By the end of the Second Era, primary efforts focused on player development, including pitch counts. Successful players were regularly promoted to the next level, thus second-half teams bore little resemblance to first-half winners. In 2019, the PBL last season of play before the Covid shut-down, league play attracted 712,981 fans. Since the 1990s, the PBL clubs and communities joined to develop state-of-the-art ballparks.

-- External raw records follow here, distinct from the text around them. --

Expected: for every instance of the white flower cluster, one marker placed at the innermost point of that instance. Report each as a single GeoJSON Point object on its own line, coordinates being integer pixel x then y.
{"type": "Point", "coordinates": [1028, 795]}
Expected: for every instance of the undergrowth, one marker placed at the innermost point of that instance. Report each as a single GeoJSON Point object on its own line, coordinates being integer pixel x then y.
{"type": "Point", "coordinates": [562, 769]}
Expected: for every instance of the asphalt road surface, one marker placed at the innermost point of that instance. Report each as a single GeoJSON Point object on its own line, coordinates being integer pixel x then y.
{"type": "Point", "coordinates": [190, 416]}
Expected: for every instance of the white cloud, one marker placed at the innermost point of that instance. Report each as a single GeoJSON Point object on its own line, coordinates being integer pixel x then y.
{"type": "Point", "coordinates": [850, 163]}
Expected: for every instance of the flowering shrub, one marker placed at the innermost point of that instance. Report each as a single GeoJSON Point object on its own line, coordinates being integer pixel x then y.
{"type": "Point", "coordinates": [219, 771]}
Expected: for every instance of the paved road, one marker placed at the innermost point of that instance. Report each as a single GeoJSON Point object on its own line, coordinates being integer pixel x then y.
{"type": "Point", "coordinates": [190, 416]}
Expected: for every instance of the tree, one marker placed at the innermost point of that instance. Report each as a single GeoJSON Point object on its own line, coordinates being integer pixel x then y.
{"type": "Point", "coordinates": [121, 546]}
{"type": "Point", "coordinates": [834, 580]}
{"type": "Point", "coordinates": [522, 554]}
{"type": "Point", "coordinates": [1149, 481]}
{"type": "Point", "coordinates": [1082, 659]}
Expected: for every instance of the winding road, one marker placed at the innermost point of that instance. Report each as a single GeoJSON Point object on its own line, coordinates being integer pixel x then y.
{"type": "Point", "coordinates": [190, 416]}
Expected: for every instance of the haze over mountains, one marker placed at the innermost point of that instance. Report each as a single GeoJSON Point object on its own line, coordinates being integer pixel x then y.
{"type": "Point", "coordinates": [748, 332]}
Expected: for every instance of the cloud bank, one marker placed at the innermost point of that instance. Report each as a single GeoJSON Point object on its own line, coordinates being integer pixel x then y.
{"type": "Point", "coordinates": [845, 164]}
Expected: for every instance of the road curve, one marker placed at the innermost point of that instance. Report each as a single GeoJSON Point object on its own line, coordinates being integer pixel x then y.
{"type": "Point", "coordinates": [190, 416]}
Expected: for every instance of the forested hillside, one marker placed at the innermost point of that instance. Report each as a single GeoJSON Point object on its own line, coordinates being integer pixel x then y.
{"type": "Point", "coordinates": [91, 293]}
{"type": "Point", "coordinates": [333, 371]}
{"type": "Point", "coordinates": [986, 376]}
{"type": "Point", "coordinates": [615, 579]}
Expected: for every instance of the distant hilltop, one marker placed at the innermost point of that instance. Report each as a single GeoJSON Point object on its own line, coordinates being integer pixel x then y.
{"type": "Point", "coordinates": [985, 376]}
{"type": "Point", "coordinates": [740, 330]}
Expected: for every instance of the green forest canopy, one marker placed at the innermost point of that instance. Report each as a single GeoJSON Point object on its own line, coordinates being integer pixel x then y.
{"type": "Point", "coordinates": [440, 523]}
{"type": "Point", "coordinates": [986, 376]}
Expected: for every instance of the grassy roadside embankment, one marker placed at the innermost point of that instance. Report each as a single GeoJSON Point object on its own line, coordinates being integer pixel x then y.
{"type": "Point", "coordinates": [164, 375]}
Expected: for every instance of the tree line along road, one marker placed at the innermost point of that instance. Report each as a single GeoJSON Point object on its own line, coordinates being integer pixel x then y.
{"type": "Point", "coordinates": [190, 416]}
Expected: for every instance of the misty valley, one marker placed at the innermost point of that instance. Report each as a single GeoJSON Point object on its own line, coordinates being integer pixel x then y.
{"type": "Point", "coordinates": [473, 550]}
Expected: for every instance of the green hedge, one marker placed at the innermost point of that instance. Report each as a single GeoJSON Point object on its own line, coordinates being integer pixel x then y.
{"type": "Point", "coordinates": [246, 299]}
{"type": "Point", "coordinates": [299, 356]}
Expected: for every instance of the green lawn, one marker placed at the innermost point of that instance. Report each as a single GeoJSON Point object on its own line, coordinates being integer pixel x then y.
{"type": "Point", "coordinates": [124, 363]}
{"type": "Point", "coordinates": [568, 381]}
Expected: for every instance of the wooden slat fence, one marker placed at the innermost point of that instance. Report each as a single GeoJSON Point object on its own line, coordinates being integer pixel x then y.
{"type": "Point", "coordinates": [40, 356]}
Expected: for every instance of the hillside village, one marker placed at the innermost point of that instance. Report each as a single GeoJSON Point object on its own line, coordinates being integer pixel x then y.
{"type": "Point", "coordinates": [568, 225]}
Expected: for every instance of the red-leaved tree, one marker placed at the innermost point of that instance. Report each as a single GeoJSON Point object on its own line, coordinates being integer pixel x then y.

PBL THIRD ERA (2021-future)
In the fall and winter of 2020, Major League Baseball restructured the minor leagues for the first time since 1964. Citing efficiency and player development concerns, MLB assumed the governing position long held by Minor League Baseball and respective leagues. Along with geographic realignment MLB opted to eliminate the short-season leagues as affiliates and contracted its player draft to fewer rounds and placed limits on the number of minor league clubs.
Thus, the PBL in a sense is back where it started in 1939 with teams signing their players for a full-season of 96 games. The PBL elected to retain its player development focus of the Second Era, limiting players to three prior years’ experience.
The PBL now takes an aggressive stance for the Third Era. Exciting new rules replace extra innings with a “knock-out” process for eliminating tie games. A designated pinch-runner and designated-pinch hitter may be utilized one time per game without removing the player who is pinch hit or run for. A batter, like the catcher, may appeal a check-swing determination. For international flavor, a minor league team from the Mexican League is playing as the Rocky Mountain Vibes.
The future of this Third Era of the PBL is bright and we look forward to the challenges ahead.